This guest post summarizes a new article by Michelle Hegmon, Will Russell, Kendall Baller, Matthew Peeples, and Sarah Striker, “The Social Significance of Mimbres Pottery,” which will appear soon in American Antiquity (DOI: https://doi.org/10.1017/aaq.2020.63). This is one of the first publications to use cyberSW, and we’re pretty excited about it! For more information about the article, contact Karen Schollmeyer at firstname.lastname@example.org.
Michelle Hegmon, Arizona State University, and Will G. Russell, Logan Simpson
(September 19, 2020)—You’ve seen the designs, if not the pottery itself. T-shirts, coffee mugs, pot holders, and more are decorated with motifs from Mimbres pottery. They burst onto the scene over a millennium ago in what is now southwestern New Mexico. But by about 1030 CE things changed. People left their large villages and adopted new ways of life. How can we understand this—the development of this spectacular pottery, and then the sudden changes?

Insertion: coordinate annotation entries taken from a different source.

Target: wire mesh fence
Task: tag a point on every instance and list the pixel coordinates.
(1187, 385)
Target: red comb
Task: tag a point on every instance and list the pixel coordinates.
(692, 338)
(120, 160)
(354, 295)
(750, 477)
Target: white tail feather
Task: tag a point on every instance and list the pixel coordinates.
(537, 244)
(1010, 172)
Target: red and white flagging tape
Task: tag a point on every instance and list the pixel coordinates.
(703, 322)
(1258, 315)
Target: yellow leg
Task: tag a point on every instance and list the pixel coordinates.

Archaeologists know a lot about what was painted on the pottery: realistic animals, mythological creatures, and scenes from stories. But we know very little about the social significance of these clay vessels and the roles they played in people’s lives. We’ve also shied from the intriguing but difficult question, “Why is it so beautiful?”
Stepping in what we hope is the right direction, we worked with Kendall Baller, Matt Peeples, and Sarah Striker to take a synthetic look at the pottery by drawing together old studies and new approaches. We just published our findings in American Antiquity.
There has been a sense among archaeologists that the Mimbres region was delineated by some kind of boundaries. Now, with data from cyberSW, we can test that idea systematically. We can show that Classic Mimbres sites have almost all Mimbres pottery, whereas non-Mimbres sites have next to none. In other parts of the Southwest, pottery styles gradually taper off—this kind of all-or-nothing distribution is rare.
Mimbres designs have been analyzed before. We have searched for easily recognizable patterns: rabbits here, mountain sheep there. But no matter what we looked at—species, animal habitat, design embellishments—we could not discern any patterns in how designs were distributed. The pottery was made by specialists throughout the region and then distributed across the region so that everyone had the same designs.
Some artists developed distinctive styles we can recognize today. One example is the creation of “negative” images by painting a black background from which white rabbits emerged. Individual styles are also very unusual in the Southwest.
By pulling these threads together and weaving them into other elements of Mimbres archaeology, we’ve been able to better understand, we think, how this pottery fit into Mimbres society. Parts of the Mimbres region were especially good for farming, but this arable land was limited and in high demand. Families that controlled good farmland developed a land tenure system that helped them keep what they had and pass it along to their children. Ancestral claims to farmland were justified and marked with burials, and these often included beautiful vessels. As this tradition developed, potters and painters were encouraged to develop their art.
We think the message shared and communicated by this remarkable pottery was essentially “I belong here.” Vessels were used by long-time residents and new migrants alike, but if someone left the region, the pottery and imagery stayed behind. Mimbres pottery and the messages it conveyed helped bind people with place: “I accept the Mimbres way of life, and you accept me into it. Individually, we are parts of it. Together, we are it.”